Creation. So, this is how these posts are going to work: I’m going to liveblog while reading through the passage in the English Standard Version (ESV) quite quickly, and then go back through the passage again with the New English Translation (NET, link here), an open-source, always-free-online translation, which allows both side-by-side english and greek/hebrew with word highlighting (a useful feature for those of us who can’t read much of the ancient languages), and fully public translator’s notes. Seriously, everyone should be using this.
Along the way, I’ll talk about how I feel, things I’ve learned from various classes, and how I see this text influencing my theology. Now, let’s get started.
Genesis 1.1: In the beginning, God created the heavens and the earth.
2 The earth was without form and void, and darkness was over the face of the deep. And the Spirit of God was hovering over the face of the waters.

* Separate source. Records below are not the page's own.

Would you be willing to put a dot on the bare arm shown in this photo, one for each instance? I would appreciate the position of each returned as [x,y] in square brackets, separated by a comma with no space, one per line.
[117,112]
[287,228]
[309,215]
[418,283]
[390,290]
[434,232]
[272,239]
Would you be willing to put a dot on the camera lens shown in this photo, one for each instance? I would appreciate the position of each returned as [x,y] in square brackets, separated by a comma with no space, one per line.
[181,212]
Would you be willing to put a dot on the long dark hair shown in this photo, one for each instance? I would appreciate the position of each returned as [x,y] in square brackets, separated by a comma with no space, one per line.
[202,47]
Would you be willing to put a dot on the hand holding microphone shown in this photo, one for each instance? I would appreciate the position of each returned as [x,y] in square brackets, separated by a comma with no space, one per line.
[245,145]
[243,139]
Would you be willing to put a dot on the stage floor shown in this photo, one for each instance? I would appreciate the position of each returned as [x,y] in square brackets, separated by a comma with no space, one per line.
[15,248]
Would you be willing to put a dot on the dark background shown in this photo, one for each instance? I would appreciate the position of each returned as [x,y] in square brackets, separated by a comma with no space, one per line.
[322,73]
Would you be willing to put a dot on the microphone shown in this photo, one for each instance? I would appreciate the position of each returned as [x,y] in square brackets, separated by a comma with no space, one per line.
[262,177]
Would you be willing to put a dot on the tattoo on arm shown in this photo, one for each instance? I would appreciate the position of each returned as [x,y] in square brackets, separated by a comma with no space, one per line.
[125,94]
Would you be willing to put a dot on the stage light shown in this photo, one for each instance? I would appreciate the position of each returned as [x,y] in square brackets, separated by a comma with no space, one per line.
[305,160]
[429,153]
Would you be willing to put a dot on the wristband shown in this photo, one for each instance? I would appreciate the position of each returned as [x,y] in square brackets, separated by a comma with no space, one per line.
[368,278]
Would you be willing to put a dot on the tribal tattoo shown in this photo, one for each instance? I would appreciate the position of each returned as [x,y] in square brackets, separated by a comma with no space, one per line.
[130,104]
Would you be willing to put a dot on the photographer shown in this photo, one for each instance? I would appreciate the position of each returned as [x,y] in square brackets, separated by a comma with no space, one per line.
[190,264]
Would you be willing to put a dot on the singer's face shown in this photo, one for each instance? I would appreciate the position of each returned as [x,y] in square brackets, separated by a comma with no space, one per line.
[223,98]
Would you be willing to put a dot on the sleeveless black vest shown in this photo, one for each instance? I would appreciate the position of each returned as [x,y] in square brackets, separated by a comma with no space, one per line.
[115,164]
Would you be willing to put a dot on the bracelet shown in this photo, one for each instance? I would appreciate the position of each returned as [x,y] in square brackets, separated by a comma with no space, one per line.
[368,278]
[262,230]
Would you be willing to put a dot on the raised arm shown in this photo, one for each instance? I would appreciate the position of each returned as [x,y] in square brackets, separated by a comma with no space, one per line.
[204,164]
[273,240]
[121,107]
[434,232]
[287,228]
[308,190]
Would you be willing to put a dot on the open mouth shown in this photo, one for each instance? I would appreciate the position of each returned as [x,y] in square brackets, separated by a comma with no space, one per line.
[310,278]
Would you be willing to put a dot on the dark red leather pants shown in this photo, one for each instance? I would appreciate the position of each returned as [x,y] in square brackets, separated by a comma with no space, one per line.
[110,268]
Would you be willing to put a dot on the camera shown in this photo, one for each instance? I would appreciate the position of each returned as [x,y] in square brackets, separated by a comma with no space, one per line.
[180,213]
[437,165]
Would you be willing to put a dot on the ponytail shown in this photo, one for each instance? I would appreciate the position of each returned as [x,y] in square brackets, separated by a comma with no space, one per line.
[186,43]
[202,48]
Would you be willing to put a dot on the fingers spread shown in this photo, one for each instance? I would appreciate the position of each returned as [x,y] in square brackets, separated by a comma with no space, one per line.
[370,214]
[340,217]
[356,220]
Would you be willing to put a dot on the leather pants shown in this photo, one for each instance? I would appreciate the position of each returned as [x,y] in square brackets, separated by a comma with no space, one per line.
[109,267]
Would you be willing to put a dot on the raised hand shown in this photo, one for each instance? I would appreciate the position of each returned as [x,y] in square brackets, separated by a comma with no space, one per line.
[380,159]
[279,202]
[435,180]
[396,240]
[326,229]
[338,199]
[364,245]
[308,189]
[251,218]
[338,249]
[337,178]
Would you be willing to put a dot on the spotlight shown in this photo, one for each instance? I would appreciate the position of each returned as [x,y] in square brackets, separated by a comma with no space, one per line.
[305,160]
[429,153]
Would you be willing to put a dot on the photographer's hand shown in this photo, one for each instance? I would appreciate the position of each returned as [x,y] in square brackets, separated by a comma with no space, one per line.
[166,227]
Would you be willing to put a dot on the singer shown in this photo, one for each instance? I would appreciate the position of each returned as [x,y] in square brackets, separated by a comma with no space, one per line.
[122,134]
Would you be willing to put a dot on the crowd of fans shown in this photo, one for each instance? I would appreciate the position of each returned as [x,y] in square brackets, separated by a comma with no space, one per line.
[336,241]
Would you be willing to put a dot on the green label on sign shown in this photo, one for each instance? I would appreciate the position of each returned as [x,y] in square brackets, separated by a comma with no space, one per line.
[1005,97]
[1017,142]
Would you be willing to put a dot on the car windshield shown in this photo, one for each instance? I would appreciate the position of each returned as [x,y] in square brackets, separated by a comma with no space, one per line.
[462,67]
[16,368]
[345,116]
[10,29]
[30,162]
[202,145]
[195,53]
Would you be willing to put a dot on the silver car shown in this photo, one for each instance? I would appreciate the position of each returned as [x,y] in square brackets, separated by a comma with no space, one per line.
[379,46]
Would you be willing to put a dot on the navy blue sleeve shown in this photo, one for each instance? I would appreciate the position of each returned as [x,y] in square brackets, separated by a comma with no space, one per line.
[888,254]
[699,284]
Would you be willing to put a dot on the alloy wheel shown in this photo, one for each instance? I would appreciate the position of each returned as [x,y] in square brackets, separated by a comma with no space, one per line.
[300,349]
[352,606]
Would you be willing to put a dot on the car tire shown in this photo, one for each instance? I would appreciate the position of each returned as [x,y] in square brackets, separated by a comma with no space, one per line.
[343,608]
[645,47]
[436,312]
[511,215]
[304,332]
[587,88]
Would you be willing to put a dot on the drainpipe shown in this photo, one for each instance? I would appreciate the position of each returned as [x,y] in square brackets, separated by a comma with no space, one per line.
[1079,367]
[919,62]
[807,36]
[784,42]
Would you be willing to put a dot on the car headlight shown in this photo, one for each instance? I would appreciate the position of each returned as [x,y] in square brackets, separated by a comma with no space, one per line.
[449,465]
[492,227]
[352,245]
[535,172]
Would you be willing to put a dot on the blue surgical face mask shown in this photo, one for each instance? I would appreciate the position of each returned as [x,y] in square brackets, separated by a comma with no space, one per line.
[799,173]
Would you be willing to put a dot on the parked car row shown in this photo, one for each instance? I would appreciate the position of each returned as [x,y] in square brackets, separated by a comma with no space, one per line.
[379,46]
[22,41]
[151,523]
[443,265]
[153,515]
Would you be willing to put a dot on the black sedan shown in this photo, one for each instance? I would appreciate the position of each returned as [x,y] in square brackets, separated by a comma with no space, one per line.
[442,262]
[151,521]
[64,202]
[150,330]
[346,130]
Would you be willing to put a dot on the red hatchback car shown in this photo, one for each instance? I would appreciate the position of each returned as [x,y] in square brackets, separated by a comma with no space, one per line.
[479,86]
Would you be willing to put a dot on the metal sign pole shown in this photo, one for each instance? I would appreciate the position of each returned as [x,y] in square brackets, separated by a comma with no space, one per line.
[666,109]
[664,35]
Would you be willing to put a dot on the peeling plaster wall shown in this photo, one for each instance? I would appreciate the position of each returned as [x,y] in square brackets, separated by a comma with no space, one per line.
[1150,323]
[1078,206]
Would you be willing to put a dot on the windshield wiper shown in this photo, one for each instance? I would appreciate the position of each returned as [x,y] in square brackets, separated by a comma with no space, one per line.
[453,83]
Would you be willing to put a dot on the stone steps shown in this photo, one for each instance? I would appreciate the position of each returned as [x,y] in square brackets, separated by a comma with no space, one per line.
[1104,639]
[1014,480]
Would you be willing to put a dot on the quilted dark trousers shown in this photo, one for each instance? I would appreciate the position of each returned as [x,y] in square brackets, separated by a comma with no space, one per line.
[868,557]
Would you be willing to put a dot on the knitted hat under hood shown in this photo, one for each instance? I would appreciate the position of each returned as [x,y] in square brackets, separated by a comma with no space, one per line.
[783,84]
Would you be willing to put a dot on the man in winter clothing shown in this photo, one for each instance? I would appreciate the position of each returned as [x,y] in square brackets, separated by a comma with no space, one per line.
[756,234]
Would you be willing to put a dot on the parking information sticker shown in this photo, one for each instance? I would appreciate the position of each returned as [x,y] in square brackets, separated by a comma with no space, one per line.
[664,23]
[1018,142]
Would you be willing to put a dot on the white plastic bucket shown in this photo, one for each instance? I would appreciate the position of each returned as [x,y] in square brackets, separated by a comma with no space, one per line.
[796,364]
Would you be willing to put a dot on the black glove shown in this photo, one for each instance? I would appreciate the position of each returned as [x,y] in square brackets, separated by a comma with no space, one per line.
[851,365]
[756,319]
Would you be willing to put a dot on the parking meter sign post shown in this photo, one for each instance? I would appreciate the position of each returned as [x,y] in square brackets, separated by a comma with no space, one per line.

Bam. A couple things strike me right away. First, why didn’t God just create everything already in motion? I mena, it’s not like he had to come up with stuff on the fly. If he had wanted to, he could have snapped his Eternal Fingers and created a fully-formed Earth fully populated with everything.
This reminds me of an old Atheist mind game called Last Thursdayism. It’s the idea that an omnipotent being created the world last Thursday. Everything prior to last Thursday are memories created within our minds at the moment of creation. It’s very interesting that the Scripture does not speak about creation this way – or at least, doesn’t seem to.
Second, God was there. Right from the very beginning, God was there. He has always been connected with his Creation, and has never been distant from it. Awesome.
And now, with a little more in-depth analysis, using the NET as source.
1:1 In the beginning God created the heavens and the earth.
1:2 Now the earth was without shape and empty, and darkness was over the surface of the watery deep, but the Spirit of God was moving over the surface of the water.
The first statement has been interpreted in two main ways. I’m not going to source a lot of stuff here, but if you’re interested ask in the comments and I’ll find sources for you. First, it could be ‘at the beginning of everything, God created everything’ – that is, all the raw matter that would be necessary to carry out the act of creation. The second way it could be read is as a summary statement of what will happen over the course of the creation event – ‘God created everything at the beginning’ – essentially a title for the creation narrative that follows. The nuance may be slight, and perhaps it doesn’t matter much. Personally I prefer the second reading, as it fits better with a narrative reading of Genesis, which I am personally more comfortable with. I’ll get into why later on when we deal with the six days of creation.
One final note on v.1 – the word ‘create’, bara, is often connected with renewing, restoring, or creating something right and good. Beautiful. Sometimes I wish I could read the nuances of Hebrew.
On to v.2. The phrase ‘without shape and empty’, tohu bohu, is fascinating. Later, the prophets (Jeremiah, I think) would use this construction to speak about judgement – perhaps they were evoking the imagery of the chaos prior to creation. Another interesting note is that the sea was often representative of the grave or of death for the Hebrew people. Darkness, throughout the OT, often represents evil, sin, or destruction. So, out of a chaos of destruction and death, God brings life. Beautiful. In the first two verses of the Bible, we have a God who has the power over the forces of death and destruction, and who is intimately connected with his creation.
There is always more that could be said, but let’s leave it there for now. Creation narrative coming up on Friday (hopefully) – tomorrow, we look at Matthew!